Let's talk about the graphical method first. You seem to understand that one. You draw the graph of y = 4x + 5 by building an x/y table. Because this is a linear equation, you need to calculate just two arbitrary points, but it is very good practice to calculate three. All three should lie on the same straight line when you join them with a straightedge on graph paper. If they do not, you made a mistake in your x/y table. So far so good. You now do the same thing with the equation 6x + 11y = 13. Build an x/y table for three points, make sure they lie in a straight line, draw the line on the same graph as the line for the other equation. The point where the two lines intersect is the answer. The question does not ask you to do that. It asks you to think about it to determine whether you think that is the easiest method and, if so, to explain why you think it is easier than the other two methods.
You then go off to another method, which is perfectly valid, but not quite one of the methods suggested.
In the substitution method, you use one equation to express one unknown in terms of the other or others. You then rewrite each of the remaining equations to get rid of that unknown. You keep getting rid of unknowns until you have just one equation with one unknown. You solve that. And then you go back and solve for the other unknowns. And at the end, you check everything.
\(\displaystyle 6x + 11y = 13 \implies 6x = 13 - 11y \implies x = \dfrac{13 - 11y}{6}.\)
\(\displaystyle So\ y = 4x + 5 \implies y = 4\left(\dfrac{13 - 11y}{6}\right) + 5 \implies 6y = 4(13 - 11y) + 5 * 6 = \implies 6y = 52 - 44y + 30 \implies 6y + 44y= 52 + 30 \implies 50y = 82 \implies\)
\(\displaystyle y = \dfrac{82}{50} = \dfrac{41}{25} \implies \dfrac{41}{25} = 4x + 5 \implies 41 = 100x + 125 \implies 100x = 41 - 125 = - 84 \implies x = - \dfrac{84}{100} = - \dfrac{21}{25}.\)

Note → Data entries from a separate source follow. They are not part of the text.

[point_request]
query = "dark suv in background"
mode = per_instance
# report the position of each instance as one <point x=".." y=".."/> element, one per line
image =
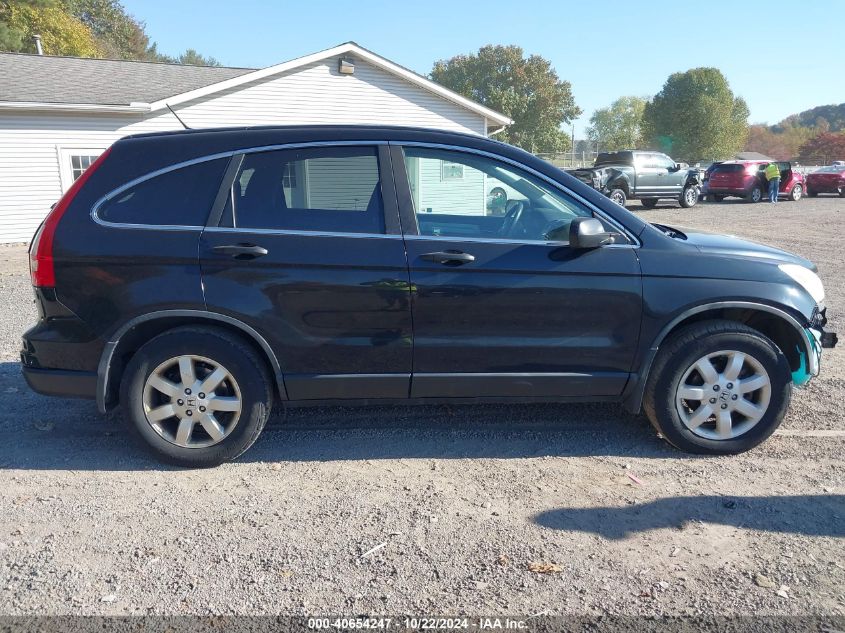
<point x="195" y="278"/>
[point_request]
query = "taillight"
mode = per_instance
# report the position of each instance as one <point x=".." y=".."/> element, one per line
<point x="41" y="267"/>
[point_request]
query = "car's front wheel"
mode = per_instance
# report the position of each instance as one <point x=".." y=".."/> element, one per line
<point x="196" y="396"/>
<point x="718" y="387"/>
<point x="689" y="196"/>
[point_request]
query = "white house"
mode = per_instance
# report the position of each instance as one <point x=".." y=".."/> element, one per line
<point x="57" y="114"/>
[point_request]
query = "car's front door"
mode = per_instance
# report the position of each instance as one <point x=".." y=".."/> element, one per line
<point x="501" y="310"/>
<point x="673" y="178"/>
<point x="307" y="251"/>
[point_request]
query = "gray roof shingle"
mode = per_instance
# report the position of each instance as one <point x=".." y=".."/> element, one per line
<point x="47" y="79"/>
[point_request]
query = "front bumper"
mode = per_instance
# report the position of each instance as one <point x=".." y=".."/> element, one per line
<point x="61" y="382"/>
<point x="817" y="339"/>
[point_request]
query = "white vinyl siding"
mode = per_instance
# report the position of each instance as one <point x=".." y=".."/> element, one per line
<point x="340" y="184"/>
<point x="31" y="143"/>
<point x="464" y="196"/>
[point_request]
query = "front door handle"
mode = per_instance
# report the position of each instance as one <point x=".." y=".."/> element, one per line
<point x="241" y="251"/>
<point x="449" y="258"/>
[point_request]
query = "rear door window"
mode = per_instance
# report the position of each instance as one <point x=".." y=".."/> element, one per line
<point x="180" y="197"/>
<point x="334" y="190"/>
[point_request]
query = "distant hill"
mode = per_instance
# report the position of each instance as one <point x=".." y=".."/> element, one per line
<point x="834" y="115"/>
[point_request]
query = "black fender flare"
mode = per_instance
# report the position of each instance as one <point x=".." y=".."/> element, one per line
<point x="106" y="365"/>
<point x="635" y="389"/>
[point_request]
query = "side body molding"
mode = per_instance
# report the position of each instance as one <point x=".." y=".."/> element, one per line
<point x="633" y="399"/>
<point x="104" y="369"/>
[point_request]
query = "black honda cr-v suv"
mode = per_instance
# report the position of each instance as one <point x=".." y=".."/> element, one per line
<point x="196" y="277"/>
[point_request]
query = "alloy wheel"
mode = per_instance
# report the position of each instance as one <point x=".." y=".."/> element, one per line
<point x="192" y="401"/>
<point x="723" y="395"/>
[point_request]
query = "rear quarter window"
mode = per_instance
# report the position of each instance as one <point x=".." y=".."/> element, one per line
<point x="729" y="169"/>
<point x="181" y="197"/>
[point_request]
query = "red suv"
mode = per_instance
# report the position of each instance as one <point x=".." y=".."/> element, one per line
<point x="827" y="180"/>
<point x="745" y="179"/>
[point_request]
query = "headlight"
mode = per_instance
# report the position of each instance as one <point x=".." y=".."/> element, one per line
<point x="807" y="278"/>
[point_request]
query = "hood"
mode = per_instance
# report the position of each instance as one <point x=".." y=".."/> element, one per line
<point x="734" y="246"/>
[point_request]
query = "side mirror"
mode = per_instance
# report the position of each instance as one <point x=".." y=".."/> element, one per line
<point x="589" y="233"/>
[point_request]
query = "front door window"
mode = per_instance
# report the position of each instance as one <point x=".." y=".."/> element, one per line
<point x="458" y="194"/>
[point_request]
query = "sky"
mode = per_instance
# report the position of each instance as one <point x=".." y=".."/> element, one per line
<point x="604" y="49"/>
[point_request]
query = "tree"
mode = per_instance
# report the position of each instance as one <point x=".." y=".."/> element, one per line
<point x="825" y="148"/>
<point x="189" y="57"/>
<point x="618" y="126"/>
<point x="61" y="33"/>
<point x="527" y="90"/>
<point x="12" y="36"/>
<point x="119" y="35"/>
<point x="696" y="116"/>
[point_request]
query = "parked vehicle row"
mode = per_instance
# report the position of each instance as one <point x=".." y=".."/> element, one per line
<point x="195" y="278"/>
<point x="641" y="175"/>
<point x="827" y="180"/>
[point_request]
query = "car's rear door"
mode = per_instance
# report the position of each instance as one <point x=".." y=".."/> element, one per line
<point x="649" y="178"/>
<point x="500" y="310"/>
<point x="307" y="251"/>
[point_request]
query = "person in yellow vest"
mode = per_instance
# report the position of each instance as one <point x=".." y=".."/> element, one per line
<point x="773" y="178"/>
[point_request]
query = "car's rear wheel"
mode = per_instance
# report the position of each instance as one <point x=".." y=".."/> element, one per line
<point x="689" y="196"/>
<point x="718" y="387"/>
<point x="618" y="196"/>
<point x="196" y="396"/>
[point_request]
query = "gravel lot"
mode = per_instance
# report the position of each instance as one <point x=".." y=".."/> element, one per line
<point x="458" y="501"/>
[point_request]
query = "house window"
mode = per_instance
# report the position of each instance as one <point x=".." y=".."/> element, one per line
<point x="74" y="160"/>
<point x="451" y="171"/>
<point x="79" y="163"/>
<point x="289" y="176"/>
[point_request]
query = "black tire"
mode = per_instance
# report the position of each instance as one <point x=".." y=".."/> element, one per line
<point x="755" y="195"/>
<point x="685" y="348"/>
<point x="243" y="364"/>
<point x="689" y="196"/>
<point x="618" y="196"/>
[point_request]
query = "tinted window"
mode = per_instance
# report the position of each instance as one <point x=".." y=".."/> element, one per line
<point x="729" y="169"/>
<point x="491" y="199"/>
<point x="180" y="197"/>
<point x="664" y="162"/>
<point x="320" y="189"/>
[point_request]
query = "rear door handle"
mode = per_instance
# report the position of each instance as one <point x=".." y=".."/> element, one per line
<point x="450" y="258"/>
<point x="241" y="251"/>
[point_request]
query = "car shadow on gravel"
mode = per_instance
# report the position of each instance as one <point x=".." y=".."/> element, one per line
<point x="37" y="432"/>
<point x="810" y="515"/>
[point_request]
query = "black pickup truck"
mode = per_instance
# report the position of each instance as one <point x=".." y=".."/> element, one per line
<point x="643" y="175"/>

Let's check. \(\displaystyle 4\left(- \dfrac{21}{25}\right) + 5 = \dfrac{-84}{25} + \dfrac{125}{25} = \dfrac{41}{25}.\) That checks.
\(\displaystyle 6\left(- \dfrac{21}{25}\right) + 11\left(\dfrac{41}{25}\right) = \dfrac{-126}{25} + \dfrac{451}{25} = \dfrac{325}{25} = 13.\) That checks.
Now here is the thing. This method works for just about any system that can be solved, but it involves a lot of algebra, where you can make mistakes. You have to learn it because it is so general and powerful, but I for one use it only when I have to because I make lots of mistakes in my algebra.
That leaves elimination. This is easy to use if you have integer coefficients and just two linear equations in two unknowns. You multiply one of the equations so that one variable has a coefficient of the same magnitude but opposite signs in the two equations. You add those equations. Now you have one equation in one unknown. You solve that. Now that you know one unknown you use either equation to solve for the other unknown. Then you check.
\(\displaystyle y = 4x + 5.\)
\(\displaystyle 11y = 13 - 6x.\) Multiply the equation above by minus 11.
\(\displaystyle - 11y = - 44x - 55.\) Add this equation and the one above.
\(\displaystyle 0 = 13 - 6x - 44x - 55 \implies 6x + 44x = 13 - 55 \implies 50x = - 42 \implies x = - \dfrac{42}{50} = -\dfrac{21}{25}.\)
\(\displaystyle So\ y = 4\left(- \dfrac{21}{25}\right) + 5 = \dfrac{-84}{25} + \dfrac{125}{25} = \dfrac{41}{25}.\)
We should check now, but we did that before and know these answers are correct. So can you now explain one of the methods and why you prefer it?